China zal niet verdwijnen en India is in volle opkomst. Het doel zou moeten zijn om relaties op te bouwen die Europa in staat stellen van deze vorderingen te profiteren.
Maar het belangrijkste punt is dat het Chinese model fundamenteel verschilt van dat van het Westen. De Chinese staat grijpt veel meer in, in technologie, groene industrieën, telecom en daarbuiten. Veel van de sectoren die groei en innovatie aanjagen in China zijn in handen van de staat of worden door de staat geleid, in tegenstelling tot de VS of Europa, die worden gedomineerd door privé-eigendom.
Neem duurzame energie: het is geen toeval dat de grootste groene investeringen plaatsvinden in China, de enige grote economie waar investeringen niet in de eerste plaats op winst gericht zijn. Wanneer winst niet het allesoverheersende doel is, wordt transformationeel investeren mogelijk.
De Verenigde Staten nemen een nieuwe koude-oorlogshouding aan tegenover China. Hoe moet Europa zich positioneren?
China kan niet langer worden behandeld als een marginale speler in een door de VS geleide wereld. Het is nu een grote wereldmacht, dominant in veel sectoren, en dat verandert alles.
Tegelijkertijd is er een zekere overmoed in het Westen, zowel in Europa als in de VS. We hebben gewerkt vanuit een verouderd geloof in de technologische superioriteit van het Westen, maar dat tijdperk is voorbij. Een perfect voorbeeld was Northvolt, het veronderstelde antwoord van Zweden op de dominantie van China in lithium-ionbatterijen, dat failliet ging.

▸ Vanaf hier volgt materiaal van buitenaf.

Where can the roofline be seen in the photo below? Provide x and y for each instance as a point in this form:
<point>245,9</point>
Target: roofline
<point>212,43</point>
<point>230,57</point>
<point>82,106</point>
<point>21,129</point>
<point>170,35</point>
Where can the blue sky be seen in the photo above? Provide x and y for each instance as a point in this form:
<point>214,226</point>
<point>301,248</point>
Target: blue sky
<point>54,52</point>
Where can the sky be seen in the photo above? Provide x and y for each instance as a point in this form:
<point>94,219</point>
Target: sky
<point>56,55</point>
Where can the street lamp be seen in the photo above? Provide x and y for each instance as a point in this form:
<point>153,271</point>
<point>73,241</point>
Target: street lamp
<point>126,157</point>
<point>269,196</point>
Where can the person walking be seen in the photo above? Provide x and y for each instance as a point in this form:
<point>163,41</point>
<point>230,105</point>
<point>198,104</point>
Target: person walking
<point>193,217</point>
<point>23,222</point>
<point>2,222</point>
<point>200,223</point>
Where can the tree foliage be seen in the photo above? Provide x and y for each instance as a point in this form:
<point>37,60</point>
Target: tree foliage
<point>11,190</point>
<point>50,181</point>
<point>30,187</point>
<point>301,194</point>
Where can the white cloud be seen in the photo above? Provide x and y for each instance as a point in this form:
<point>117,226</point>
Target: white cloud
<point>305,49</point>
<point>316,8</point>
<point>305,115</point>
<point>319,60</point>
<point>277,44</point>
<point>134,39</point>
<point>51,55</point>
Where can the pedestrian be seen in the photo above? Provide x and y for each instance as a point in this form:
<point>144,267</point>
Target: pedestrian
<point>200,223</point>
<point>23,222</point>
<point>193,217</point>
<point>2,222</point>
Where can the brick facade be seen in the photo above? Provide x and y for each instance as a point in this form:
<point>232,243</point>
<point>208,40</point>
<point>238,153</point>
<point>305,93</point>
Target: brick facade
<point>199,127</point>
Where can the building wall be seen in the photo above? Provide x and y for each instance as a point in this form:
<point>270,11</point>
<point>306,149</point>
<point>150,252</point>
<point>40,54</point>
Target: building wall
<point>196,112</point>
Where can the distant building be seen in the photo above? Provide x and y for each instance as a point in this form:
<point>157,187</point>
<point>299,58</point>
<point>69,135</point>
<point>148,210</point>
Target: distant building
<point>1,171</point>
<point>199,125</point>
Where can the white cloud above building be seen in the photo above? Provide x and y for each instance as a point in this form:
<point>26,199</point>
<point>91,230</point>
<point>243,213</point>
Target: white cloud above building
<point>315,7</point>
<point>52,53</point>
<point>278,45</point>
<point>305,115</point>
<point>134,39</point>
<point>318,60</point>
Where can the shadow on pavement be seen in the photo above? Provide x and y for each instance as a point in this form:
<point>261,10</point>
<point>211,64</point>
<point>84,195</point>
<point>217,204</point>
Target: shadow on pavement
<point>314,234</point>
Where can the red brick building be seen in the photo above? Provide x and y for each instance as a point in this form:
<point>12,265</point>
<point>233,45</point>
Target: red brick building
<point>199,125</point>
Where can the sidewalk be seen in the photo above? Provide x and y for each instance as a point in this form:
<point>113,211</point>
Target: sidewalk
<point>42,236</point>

In feite zullen benaderingen zoals de handelsoorlogen van Trump er alleen maar voor zorgen dat de VS verder achterop raakt. Voor Europa is de oplossing niet om rechtstreeks met China te concurreren. Dat is de verkeerde mentaliteit. Europa moet zijn plaats in een multipolaire wereld bepalen. China gaat niet weg en India is in opkomst. Het doel moet zijn om relaties op te bouwen die Europa in staat stellen om van deze vooruitgang te profiteren, om met deze machten samen te werken, niet tegen hen.
Als reactie op de opkomst van China wordt het economisch beleid in het Westen steeds meer bepaald door geopolitiek. Zijn we getuige van het einde van het neoliberale tijdperk?
Ik denk dat we met recht kunnen zeggen dat we de afgelopen vier of vijf jaar belangrijke verschuivingen hebben gezien, vooral in de VS. De staat speelt nu een actievere rol in het sturen van de economie. De Inflation Reduction Act is een goed voorbeeld: een meer interventionistische staat die investeringen stuurt in de richting van specifieke doelen, in de militaire sector of, onder Biden, in groene technologieën.
We zien minder vertrouwen in markten en meer directe betrokkenheid van de staat. Daarom vragen veel waarnemers zich af of dit een keerpunt is ten opzichte van het neoliberalisme, gezien het afnemende blinde vertrouwen in markten en de heropleving van de actieve staat.
Ik ben het ermee eens, tot op zekere hoogte. Maar één cruciaal ding is niet veranderd: ondanks de actievere rol van de staat is men voor de meeste investeringen nog steeds volledig afhankelijk van de particuliere sector. En, wat heel belangrijk is, het eigendom van de activa die door dit beleid zijn gecreëerd, blijft overwegend privé.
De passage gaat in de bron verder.